As a consequence, today we are closer to knowing the features certain aspects of people’s psychology without the need to interact with them face to face , after information about movies, books and celebrities we like passes through an algorithmic kitchen. Taking into account that the average “I like” that each of us has accumulated on Facebook is around 227, we can imagine what this innovation in psychometrics means for statistics centres, recruitment agencies or even groups dedicated to espionage and social control. All this makes the website created by Mark Zuckerberg more like a market segmentation tool than a social network.

Moreover, the consequences this can have for the world of advertising and marketing are obvious. If today it is already possible to roughly estimate a person’s tastes and hobbies from their Google searches, perhaps in the future a car brand will be able to know which model can attract us most from the fact that one day we made around twenty clicks on a social network.

One of the paradoxes of this psychological evaluation methodology is that it studies qualities that make us social and unique beings without the need for social interaction and applying generic rules on human behavior. This perspective can be so appealing to organizations that the University of Cambridge already has an application that allows you to see what your Facebook profile, tweets and other forms of fingerprints say about your psychological profile. One of the supposed advantages that can be read on their website is: “avoids having to ask unnecessary questions”. How this methodology will affect privacy protection remains to be seen.

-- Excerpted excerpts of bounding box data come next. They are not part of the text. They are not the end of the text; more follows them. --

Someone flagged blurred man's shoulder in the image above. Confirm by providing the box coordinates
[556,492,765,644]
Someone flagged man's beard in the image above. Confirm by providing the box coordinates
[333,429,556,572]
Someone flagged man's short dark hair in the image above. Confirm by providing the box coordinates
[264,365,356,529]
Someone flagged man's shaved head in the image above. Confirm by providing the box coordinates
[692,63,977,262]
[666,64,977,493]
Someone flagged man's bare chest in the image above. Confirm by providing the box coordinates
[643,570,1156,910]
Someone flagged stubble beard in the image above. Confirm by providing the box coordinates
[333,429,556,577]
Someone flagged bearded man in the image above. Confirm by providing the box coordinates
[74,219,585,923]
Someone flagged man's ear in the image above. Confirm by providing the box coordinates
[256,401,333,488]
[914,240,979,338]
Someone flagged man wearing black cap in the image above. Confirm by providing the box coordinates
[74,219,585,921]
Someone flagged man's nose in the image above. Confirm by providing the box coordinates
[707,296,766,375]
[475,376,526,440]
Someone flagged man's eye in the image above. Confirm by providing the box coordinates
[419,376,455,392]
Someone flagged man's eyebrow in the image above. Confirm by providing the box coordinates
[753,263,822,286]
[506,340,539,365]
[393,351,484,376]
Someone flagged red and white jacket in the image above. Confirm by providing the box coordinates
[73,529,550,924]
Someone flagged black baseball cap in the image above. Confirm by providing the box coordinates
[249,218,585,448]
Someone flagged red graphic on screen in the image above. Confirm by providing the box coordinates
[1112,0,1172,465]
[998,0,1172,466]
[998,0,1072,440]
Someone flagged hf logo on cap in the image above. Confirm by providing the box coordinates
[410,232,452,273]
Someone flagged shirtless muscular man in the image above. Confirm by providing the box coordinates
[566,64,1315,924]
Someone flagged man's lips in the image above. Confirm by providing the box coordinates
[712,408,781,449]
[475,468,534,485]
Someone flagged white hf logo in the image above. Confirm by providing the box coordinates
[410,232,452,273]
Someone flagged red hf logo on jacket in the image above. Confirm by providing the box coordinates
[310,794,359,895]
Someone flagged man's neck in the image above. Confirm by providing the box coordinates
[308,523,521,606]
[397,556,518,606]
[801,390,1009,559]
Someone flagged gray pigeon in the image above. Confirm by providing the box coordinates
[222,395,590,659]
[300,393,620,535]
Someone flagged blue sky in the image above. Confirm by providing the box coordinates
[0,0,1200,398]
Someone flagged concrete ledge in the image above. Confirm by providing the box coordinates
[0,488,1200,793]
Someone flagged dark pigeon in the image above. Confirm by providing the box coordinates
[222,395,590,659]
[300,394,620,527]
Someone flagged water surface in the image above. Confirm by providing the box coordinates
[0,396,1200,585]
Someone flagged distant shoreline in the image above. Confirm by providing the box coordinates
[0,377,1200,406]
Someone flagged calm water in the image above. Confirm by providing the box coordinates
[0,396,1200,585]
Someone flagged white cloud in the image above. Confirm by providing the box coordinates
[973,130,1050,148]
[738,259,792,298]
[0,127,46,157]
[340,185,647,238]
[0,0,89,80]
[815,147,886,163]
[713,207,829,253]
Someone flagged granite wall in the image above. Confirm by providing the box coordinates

Big Data: Facebook and its database

In short, it is now possible that computers are increasingly able to infer information about us that we have never stated directly, and that this information is of higher quality than that inferred by anyone else. All this can be made possible, to a large extent, by the analysis of Big Data on Facebook : the massive processing of data (personal or otherwise) that we provide of our own free will. The team of researchers talks about this qualitative leap in the conclusions of their article:

Popular culture has come to represent robots that surpass humans when it comes to making psychological inferences. In the film Her, for example, the protagonist falls in love with his operating system. Through the administration and analysis of his fingerprint, his computer can understand and react to his thoughts and needs much better than other humans, including his girlfriend and close friends. Our research, along with advances in robotics, provides empirical evidence that this scenario is becoming increasingly possible as digital assessment tools mature.

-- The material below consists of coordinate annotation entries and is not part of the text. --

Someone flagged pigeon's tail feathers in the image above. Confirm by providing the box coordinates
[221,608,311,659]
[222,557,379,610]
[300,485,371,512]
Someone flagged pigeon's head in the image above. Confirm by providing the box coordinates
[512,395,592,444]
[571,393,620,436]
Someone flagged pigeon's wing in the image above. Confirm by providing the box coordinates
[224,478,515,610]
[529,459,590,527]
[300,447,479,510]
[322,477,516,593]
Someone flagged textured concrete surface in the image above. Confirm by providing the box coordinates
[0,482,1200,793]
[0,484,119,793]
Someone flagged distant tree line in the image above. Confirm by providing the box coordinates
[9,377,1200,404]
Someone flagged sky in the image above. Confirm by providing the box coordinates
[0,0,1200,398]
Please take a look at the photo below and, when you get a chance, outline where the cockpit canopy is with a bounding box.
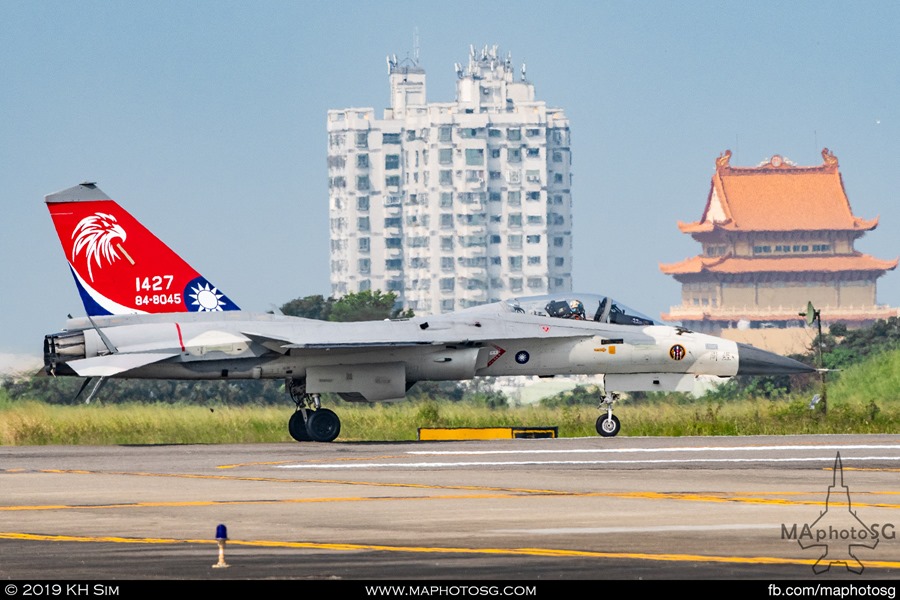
[506,292,660,325]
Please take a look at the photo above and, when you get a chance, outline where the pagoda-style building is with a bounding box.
[660,148,898,350]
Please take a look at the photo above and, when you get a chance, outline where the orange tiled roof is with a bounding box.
[659,252,898,275]
[678,148,878,233]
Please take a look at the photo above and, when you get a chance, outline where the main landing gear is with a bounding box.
[286,379,341,442]
[597,392,622,437]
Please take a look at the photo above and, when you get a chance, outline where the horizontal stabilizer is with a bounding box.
[66,352,179,377]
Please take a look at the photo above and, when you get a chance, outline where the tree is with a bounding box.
[281,294,334,321]
[328,290,413,322]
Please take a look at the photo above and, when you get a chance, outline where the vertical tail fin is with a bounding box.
[44,183,239,316]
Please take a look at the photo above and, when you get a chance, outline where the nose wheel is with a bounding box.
[288,381,341,442]
[597,393,622,437]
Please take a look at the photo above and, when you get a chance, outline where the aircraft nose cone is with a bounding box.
[737,344,816,375]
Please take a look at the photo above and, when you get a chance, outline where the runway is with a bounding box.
[0,435,900,581]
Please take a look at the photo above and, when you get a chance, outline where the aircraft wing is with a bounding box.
[66,352,179,377]
[241,321,598,354]
[241,331,434,354]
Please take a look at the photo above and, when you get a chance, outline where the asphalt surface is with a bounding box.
[0,435,900,584]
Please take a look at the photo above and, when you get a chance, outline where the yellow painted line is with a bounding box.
[0,532,900,569]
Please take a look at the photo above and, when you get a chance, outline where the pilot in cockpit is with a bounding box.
[569,300,587,321]
[545,300,587,321]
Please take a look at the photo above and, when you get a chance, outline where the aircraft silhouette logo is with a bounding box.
[797,452,879,575]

What will computing be capable of when a computer is able to read not only Facebook pages, but also photographs and text with the same level of accuracy ? Will we be beings without any mystery under the gaze of mass-produced processors? Whether this form of understanding of the human being that machines may reach in the future reflects our essence as sentient and unique people is something worth reflecting on.

Bibliographic references:

  • Youyou W., Kosinski, M. and Stillwell, D. (2015). Computer-based personality judgments are more accurate than those made by humans. PNAS 112(4), pp. 1036 – 1040.